Il faudrait pouvoir décrire le ridicule avec lequel cet idiot mime les gestes du lapin et la pose du chasseur. Mais il y a des jours où il ne faut pas trop en demander à la langue française. Elle s’englue quelquefois dans le yaourt, le globish et le « My god » froid du bouillon.
- Quand je dis cul tourné, je veux dire que là où on expose d’habitude la tête d'un sanglier, le décorateur avait installé la queue, les pattes postérieures et le croupion du cochon sauvage.
- Ca devait être assez laid, non ?
- Oui, c’était assez laie mais je trouve bizarre que vous alliez chercher dans ce coin perdu le marcassin qui habite au 21 !
- Nous avons des indices. Des suspections. Des suçons. Le mannequin ne vous a pas paru étrange ?
- Tant qu’à faire dans le kitsch, vous savez, pour décorer un restau ! Il allait bien avec le vélo du dehors le Don Camillo en plastoque près de la cheminée !
- Il n’était pas en plastoque, le prêtre. Juste cryo… Je retrouve plus le terme. Gégénisé, siliconé, momifié.
- C’est un métier pas facile, curé, en voie de disparition dans cette époque sans foi ni loi.
- Vous le prenez bizarrement, je trouve.
- Je ne comprends pas, inspecteur. Sur quoi enquêtez-vous au juste ?
- Nous sommes sur une affaire de disparition de gendarmes et de… clés élastiques
- D’ecclésiastiques ?
- A peu près, là. Et d’autre part nous n’avons jamais remis la main sur le boucher de Ménilmuche depuis son évasion de la prison du Mans il y a deux ans.
- Qu’est-ce qu’il a fait le boucher de Ménilmuche ?
- C’est un criminel anthrope…
- Anthropomorphe ? Anthropométrique ?
- Non, anthrope…
- Misanthrope ?
- Anthropophage !
Je regardai le pandore droit dans les yeux et commençai à me sentir mal dans mes baskets.
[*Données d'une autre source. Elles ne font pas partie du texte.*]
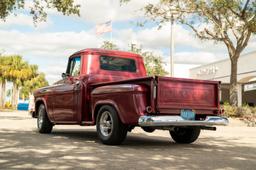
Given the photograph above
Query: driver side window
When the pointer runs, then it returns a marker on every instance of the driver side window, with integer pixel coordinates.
(74, 66)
- Non ? Vous ne voulez pas dire que…
Il cligna des yeux en haussant les épaules, à la fois fois fataliste et affirmatif bien que silencieux.
D’un seul coup, rétrospectivement, je lui trouvai un goût bizarre au poulet que la patronne du boui-boui m’avait resservi. Moi qui avais bouffé du curé tant et plus dans mon jeune temps, voilà, qu’involontairement, je m’étais rendu coupable de cet autre crime impardonnable : j’avais bouffé du flic !
J’allais au frigo, fis appel au 22 à Jasnières, j’en servis un verre à l’inspecteur Jajavert, j’avalai le mien cul sec et je dis au flicaillon :
- Je vous suis pour déposer.
- Heureux de vous voir coopératif, monsieur Lagerbe.